Our estimates of perpetual-2090s DIC increases of 1700–2900 PgC roughly agree with estimates from multi-century simulations. For example, in 350-year simulations with 2× and 4× preindustrial pCO₂, Sarmiento and Le Quéré (1996) found increased DIC inventories ranging from 1000 to 2000 PgC. Similarly, in simulations with pCO₂ prescribed at 550 and 1000 µatm, Plattner et al. (2001) found increases ranging from 1000 to 1500 PgC by the year 2500. More recently, Liu et al. (2023) found an increase of about 1000 PgC by 2300 for the RCP8.5 scenario. For CMIP6 models under the SSP2-4.5 and SSP5-8.5 scenarios (which nominally match RCP4.5 and RCP8.5, respectively; Riahi et al., 2017; Arias et al., 2021), the increase in ocean carbon sequestration is about 400–500 PgC by the year 2100 (Liu et al., 2023), only about 100 PgC of which is regenerated DIC, as there has been insufficient time for it to accumulate at depth.

The qualitative agreement of our results with the long-term behavior of transient simulations underlines the common driving mechanisms that are at work. Across almost all CMIP5 and CMIP6 models (e.g., Bopp et al., 2013; Hauck et al., 2015; Kwiatkowski et al., 2020; Arora et al., 2020; Wilson et al., 2022; Liu et al., 2023), a slower future circulation reduces the nutrient supply, which reduces production and export despite warming-accelerated growth and increases the sequestration time of regenerated DIC. At the same time, higher future atmospheric pCO₂ drives more carbon into the ocean. While the PCO2 model explicitly represents only 3 (the dependence of viscosity on T and the dependence of respiration on T and O₂) of 12 export-controlling mechanisms identified by Henson et al. (2022), our results broadly agree with the corresponding expected future effects in terms of both magnitude and direction: the dominant effect is that warming reduces export through enhanced shallow respiration followed by faster particle sinking in less viscous seawater and decreased deep respiration due to reduced oxygen. Our results also roughly agree with the changes in the controls on carbon export and biological utilization identified by Boyd (2015). However, their one-dimensional water-column analysis cannot capture the effects of circulation changes, which are a key control on the carbon cycle identified here, while our analysis cannot capture changes in plankton community composition, which was identified as a key driver by Boyd (2015). PCO2 may implicitly capture the effects of such changes through its optimized nonlinear production parameterization.

Our findings challenge the hypothesis of Liu et al. (2023) that a future circulation slowdown will reduce the capacity of the ocean to take up anthropogenic CO₂ on multi-century timescales. Our analysis shows that the circulation slowdown is the dominant driver of the large regenerated DIC increases in the long-term steady state through increased residence times in the deep ocean. A slower circulation may also increase the preformed DIC inventory by increasing DIC gradients, thereby increasing the efficiency of the solubility pump (e.g., Murnane et al., 1999; Toggweiler et al., 2003), but this effect is overwhelmed by the large future increases in atmospheric pCO₂. The bulk of the DIC inventory is located in the deep ocean and returns to the surface with a distribution of transit times that has a mean exceeding a millennium close to the seafloor rather than a few centuries (e.g., Fig. C3 or Primeau, 2005). The correlation for the year 2100 between carbon uptake and decreased overturning across CMIP6 models found by Liu et al. (2023) can therefore only capture the relatively short-timescale response of preformed DIC, and the correlation may thus very well change sign by 2300 or a few centuries later as more time becomes available to fill abyssal waters with additional DIC, assuming that the slow circulation persists.

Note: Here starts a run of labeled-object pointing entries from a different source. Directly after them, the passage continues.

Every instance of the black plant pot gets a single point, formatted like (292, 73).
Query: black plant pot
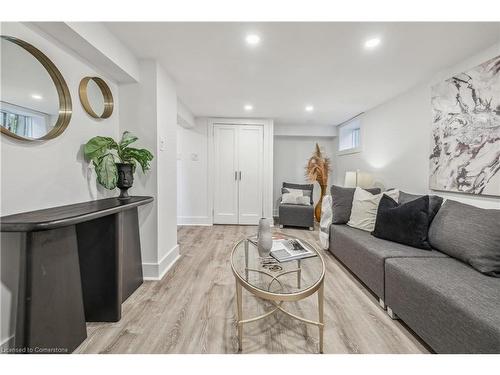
(125, 179)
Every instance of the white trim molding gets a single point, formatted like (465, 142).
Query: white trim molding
(268, 161)
(194, 220)
(156, 271)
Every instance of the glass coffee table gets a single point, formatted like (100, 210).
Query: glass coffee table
(277, 282)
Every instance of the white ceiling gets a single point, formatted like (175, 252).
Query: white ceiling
(323, 64)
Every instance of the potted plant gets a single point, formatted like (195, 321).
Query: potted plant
(115, 162)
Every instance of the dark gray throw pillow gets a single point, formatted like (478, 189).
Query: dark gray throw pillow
(435, 202)
(406, 223)
(470, 234)
(342, 202)
(307, 189)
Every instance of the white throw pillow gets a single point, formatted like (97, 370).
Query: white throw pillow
(365, 206)
(289, 198)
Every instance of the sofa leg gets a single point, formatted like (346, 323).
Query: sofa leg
(391, 313)
(382, 303)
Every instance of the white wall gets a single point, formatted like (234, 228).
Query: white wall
(291, 154)
(149, 110)
(51, 173)
(168, 250)
(396, 139)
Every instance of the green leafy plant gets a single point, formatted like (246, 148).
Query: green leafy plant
(104, 153)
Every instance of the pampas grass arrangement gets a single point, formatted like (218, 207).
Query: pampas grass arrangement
(317, 169)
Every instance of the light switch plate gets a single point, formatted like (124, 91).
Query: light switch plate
(163, 143)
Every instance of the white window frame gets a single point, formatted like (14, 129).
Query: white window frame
(350, 125)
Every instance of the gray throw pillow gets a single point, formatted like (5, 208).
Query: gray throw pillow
(342, 202)
(470, 234)
(435, 202)
(305, 193)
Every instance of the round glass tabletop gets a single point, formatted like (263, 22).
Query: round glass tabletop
(268, 275)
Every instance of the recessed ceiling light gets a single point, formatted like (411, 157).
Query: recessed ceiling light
(372, 43)
(252, 39)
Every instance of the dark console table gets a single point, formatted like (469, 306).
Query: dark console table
(78, 263)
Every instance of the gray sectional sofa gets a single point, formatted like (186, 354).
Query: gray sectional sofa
(449, 304)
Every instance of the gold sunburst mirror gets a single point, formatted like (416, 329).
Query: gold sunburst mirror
(96, 97)
(35, 103)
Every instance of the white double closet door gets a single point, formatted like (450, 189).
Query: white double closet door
(238, 177)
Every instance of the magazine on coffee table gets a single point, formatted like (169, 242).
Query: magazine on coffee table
(285, 250)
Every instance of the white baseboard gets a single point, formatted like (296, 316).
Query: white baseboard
(156, 271)
(194, 220)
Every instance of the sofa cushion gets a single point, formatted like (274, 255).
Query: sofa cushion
(435, 202)
(451, 306)
(470, 234)
(406, 223)
(342, 202)
(365, 207)
(365, 255)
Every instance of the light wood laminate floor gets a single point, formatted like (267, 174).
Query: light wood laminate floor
(192, 309)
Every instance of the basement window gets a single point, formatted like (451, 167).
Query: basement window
(350, 137)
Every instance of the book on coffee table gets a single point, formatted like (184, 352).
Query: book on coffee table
(285, 250)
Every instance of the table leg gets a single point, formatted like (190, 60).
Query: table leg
(240, 314)
(246, 260)
(321, 298)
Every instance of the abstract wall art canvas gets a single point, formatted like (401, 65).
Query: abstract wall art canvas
(465, 143)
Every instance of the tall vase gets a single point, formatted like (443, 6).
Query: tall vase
(125, 179)
(317, 209)
(264, 237)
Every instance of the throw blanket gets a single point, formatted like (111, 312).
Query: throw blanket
(326, 220)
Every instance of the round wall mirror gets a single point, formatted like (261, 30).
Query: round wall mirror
(96, 97)
(35, 103)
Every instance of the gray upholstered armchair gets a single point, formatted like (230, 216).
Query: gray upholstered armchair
(297, 215)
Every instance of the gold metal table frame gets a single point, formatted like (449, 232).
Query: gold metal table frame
(277, 299)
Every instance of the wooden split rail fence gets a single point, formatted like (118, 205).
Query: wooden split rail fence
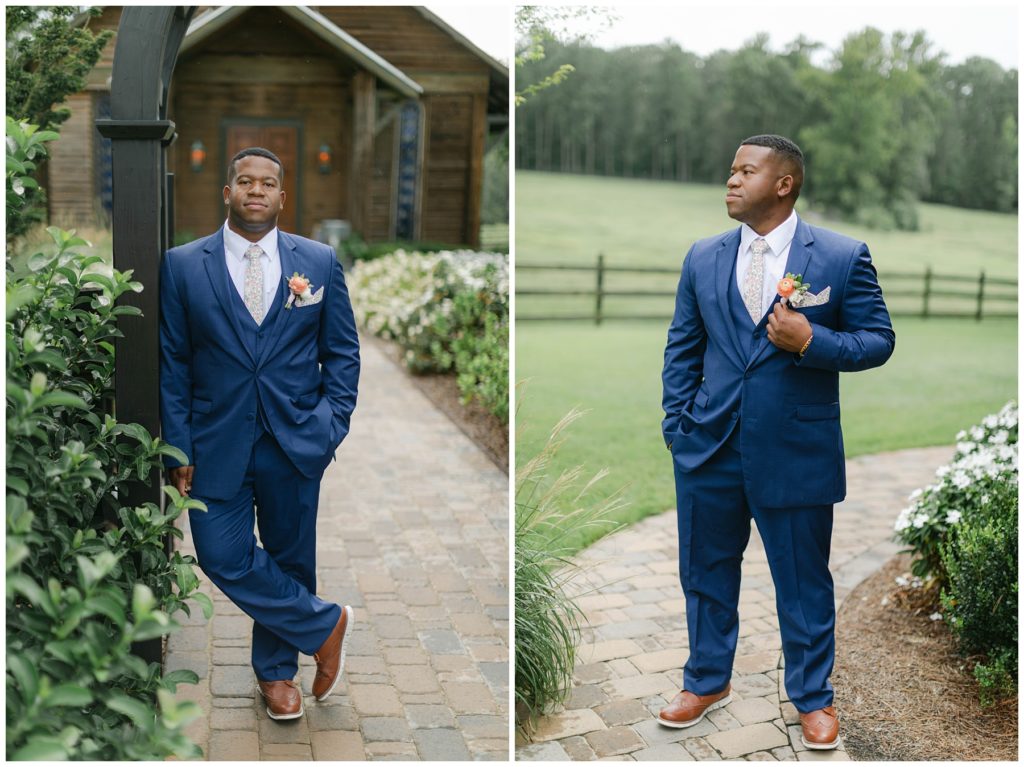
(977, 295)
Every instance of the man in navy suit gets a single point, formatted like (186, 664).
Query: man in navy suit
(259, 367)
(751, 397)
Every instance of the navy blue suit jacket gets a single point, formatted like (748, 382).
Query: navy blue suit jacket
(787, 407)
(212, 383)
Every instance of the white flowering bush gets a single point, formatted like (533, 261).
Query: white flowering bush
(449, 310)
(964, 533)
(985, 465)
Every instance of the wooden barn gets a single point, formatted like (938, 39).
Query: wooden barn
(380, 115)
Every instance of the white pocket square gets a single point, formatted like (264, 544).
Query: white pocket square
(314, 298)
(805, 300)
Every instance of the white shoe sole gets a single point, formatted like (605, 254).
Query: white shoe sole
(280, 717)
(341, 661)
(819, 747)
(682, 725)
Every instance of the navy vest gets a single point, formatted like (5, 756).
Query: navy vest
(254, 337)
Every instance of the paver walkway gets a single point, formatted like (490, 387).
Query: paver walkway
(632, 655)
(413, 531)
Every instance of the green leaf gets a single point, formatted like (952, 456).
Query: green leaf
(17, 484)
(205, 602)
(69, 694)
(26, 678)
(134, 710)
(59, 398)
(41, 750)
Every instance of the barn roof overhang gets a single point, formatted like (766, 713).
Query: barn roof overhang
(498, 97)
(213, 20)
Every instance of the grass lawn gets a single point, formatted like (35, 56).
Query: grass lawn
(570, 218)
(944, 376)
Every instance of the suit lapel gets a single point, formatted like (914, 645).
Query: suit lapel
(796, 263)
(724, 259)
(289, 265)
(216, 269)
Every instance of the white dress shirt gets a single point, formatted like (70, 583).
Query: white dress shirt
(778, 241)
(235, 255)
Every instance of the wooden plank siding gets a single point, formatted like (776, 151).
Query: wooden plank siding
(266, 68)
(251, 71)
(70, 168)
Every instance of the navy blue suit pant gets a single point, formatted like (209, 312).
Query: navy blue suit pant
(714, 516)
(274, 585)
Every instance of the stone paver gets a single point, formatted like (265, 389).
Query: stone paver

Our decomposition of the change in regenerated DIC inventory into contributions from changes in export and circulation is consistent with the results of Liu et al. (2023), but our analysis identifies important nonlinearities that appear to be absent in their simulation to the year 2300. Broadly consistent with our findings, they found that the circulation slowdown contributes an increase in μ_reg below 2000 m that is roughly 5 times larger than the reduction due to weakened export. However, in stark contrast to our finding of a large correlation between changes in regeneration and re-exposure times (roughly 20 %–30 % of the total change; see Table 1), Liu et al. (2023) argue that the interaction between export and circulation is negligible. That the nonlinear interaction terms would fortuitously collapse to zero because of model specifics or experimental design is unlikely. Based on our analyses, it is more likely that this difference stems predominantly from the fact that our perpetual-2090s steady states capture the response associated with much longer timescales, allowing the system's nonlinear interactions to develop fully.

5 Conclusions

We investigated the steady-state response of the ocean's carbon pumps in perpetually warmer and slower oceans. This was done by embedding a relatively simple biogeochemical model into the average ocean state as predicted by the ACCESS climate model for the 2090s under the RCP4.5 and RCP8.5 scenarios. We then solved for the steady state of the biogeochemistry, keeping the ocean state and prescribed atmospheric pCO₂ fixed over time.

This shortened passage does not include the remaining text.